I'm fairly confident that I understand most IBC color/pattern standards, but this one puzzles me still: Multis. Personally, I like multis, but I'm not clear on what constitutes a good multi that would do well in its class at shows. Could someone clarify, and possibly post pictures comparing a nice show quality multicolor with a sub-par multi? ;-)


----------



## Hadoken Kitty (Jan 24, 2013)

THANK YOU for posting this! I've actually been wondering the same thing! I've been looking around with no luck this far.


----------



## Saphira101 (Nov 14, 2012)

Dobby was wondering too.


----------



## aemaki09 (Oct 23, 2012)

subscribed.


----------



## homegrown terror (Aug 6, 2012)

subscribing as well, but i'll at least contribute to it:










okay so it's not a RELEVANT contribution, but it's something, right?


----------



## BeautifulBetta123 (Aug 27, 2012)

I was interested in finding this out too 
Nice rapping T-Rex btw


----------



## Maddybelle (Sep 29, 2012)

Okay, I've done some more snooping, and I think I've got it:
A good multi looks like a watercolor painting, with 3 or more colors blending into each other on the body and fins. A solid color with undesireable wash does not qualify. 
*Good multi:
*







*
Bad multis:
*


----------



## Maddybelle (Sep 29, 2012)

Rawr, darn photobucket done messed up the pics again. Sorry for any page stretching, folks!


----------



## Maddybelle (Sep 29, 2012)

Alright, pics fixed themselves.
Anyone else have any pics/info on what constitutes a "good" multi? Or any tips on how to start a good multi line? How hard would it be to create decent multicolors from solid colored stock?


----------



## Saphira101 (Nov 14, 2012)

Which does Winter count as? is she even a multi??
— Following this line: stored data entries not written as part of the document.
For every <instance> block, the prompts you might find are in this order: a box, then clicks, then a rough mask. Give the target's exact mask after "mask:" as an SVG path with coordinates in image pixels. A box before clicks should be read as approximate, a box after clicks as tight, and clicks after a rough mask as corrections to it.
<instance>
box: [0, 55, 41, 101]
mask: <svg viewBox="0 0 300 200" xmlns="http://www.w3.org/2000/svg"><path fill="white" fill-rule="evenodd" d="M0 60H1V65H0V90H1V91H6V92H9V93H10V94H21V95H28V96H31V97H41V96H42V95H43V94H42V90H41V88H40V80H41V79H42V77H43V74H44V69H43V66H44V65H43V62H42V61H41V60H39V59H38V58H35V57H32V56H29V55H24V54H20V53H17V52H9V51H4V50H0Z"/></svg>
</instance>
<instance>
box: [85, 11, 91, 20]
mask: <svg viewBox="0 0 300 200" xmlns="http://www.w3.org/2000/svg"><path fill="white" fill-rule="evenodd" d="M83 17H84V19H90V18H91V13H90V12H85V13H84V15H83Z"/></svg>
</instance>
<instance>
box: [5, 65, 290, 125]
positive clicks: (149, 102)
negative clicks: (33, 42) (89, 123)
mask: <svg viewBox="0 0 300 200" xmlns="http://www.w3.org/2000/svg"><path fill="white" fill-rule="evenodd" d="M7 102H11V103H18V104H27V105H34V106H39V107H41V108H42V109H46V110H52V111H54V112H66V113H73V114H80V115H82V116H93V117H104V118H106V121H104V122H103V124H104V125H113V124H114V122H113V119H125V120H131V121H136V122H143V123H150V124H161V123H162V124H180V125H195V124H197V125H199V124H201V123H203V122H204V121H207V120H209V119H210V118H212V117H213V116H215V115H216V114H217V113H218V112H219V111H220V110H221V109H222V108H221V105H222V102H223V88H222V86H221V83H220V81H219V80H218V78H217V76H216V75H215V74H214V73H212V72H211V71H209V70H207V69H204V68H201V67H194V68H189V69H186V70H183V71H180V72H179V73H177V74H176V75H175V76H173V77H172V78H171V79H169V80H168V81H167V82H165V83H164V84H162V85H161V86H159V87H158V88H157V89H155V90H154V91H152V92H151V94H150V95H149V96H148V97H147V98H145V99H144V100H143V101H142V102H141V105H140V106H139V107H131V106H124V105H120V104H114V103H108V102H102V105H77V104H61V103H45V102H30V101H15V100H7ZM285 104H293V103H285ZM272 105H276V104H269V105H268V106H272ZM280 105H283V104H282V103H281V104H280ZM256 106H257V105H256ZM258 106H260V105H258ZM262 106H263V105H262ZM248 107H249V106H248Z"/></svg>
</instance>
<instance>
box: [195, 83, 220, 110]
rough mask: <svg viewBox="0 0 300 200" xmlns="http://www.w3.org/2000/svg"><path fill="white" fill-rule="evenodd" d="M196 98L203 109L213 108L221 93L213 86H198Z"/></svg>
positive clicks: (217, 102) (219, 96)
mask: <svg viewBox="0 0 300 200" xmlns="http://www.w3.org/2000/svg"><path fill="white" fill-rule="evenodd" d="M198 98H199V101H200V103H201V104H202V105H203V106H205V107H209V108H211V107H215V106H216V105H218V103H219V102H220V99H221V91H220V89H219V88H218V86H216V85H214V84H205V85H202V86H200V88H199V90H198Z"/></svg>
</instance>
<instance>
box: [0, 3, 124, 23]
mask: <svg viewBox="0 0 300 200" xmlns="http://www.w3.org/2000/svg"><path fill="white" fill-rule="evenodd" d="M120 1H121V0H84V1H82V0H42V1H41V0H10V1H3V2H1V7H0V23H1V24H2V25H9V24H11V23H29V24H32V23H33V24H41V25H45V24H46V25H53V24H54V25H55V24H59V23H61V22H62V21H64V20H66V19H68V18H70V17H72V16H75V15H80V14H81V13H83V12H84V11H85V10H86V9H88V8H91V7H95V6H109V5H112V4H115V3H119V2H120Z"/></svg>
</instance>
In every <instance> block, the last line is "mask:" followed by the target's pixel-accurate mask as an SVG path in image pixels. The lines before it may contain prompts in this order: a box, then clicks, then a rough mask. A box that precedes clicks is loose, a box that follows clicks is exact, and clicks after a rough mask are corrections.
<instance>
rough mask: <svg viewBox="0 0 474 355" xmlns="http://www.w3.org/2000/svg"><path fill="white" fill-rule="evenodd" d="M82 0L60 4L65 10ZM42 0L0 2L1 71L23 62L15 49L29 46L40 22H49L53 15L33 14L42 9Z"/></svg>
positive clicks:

She has magenta tips to her fins.


----------



## Kuronue (Oct 12, 2012)

I'd like to see more on the bad. My boy is a pretty cambodian, just his body has almost dalmation like spots.


----------



## Basement Bettas (May 12, 2012)

Ideally they will have three colors and there will not be a consistent "pattern". We often see the BF pattern in a multi fish. As long as the pattern only shows in two of the three fins we are good. If you get say a red band in all three fins.. but no clean separation in colors so figure the multi is where to put them they will be moved to the BF class as with three fins it is officially a BF with a bad pattern. Same will happen if you have a thin white or other color band on the edges. Two fins ok.. but add the third and you are back as a non competitive BF.

And red wash is also not acceptable. A blue fish with a lot of red is not a multi but a bad blue.


----------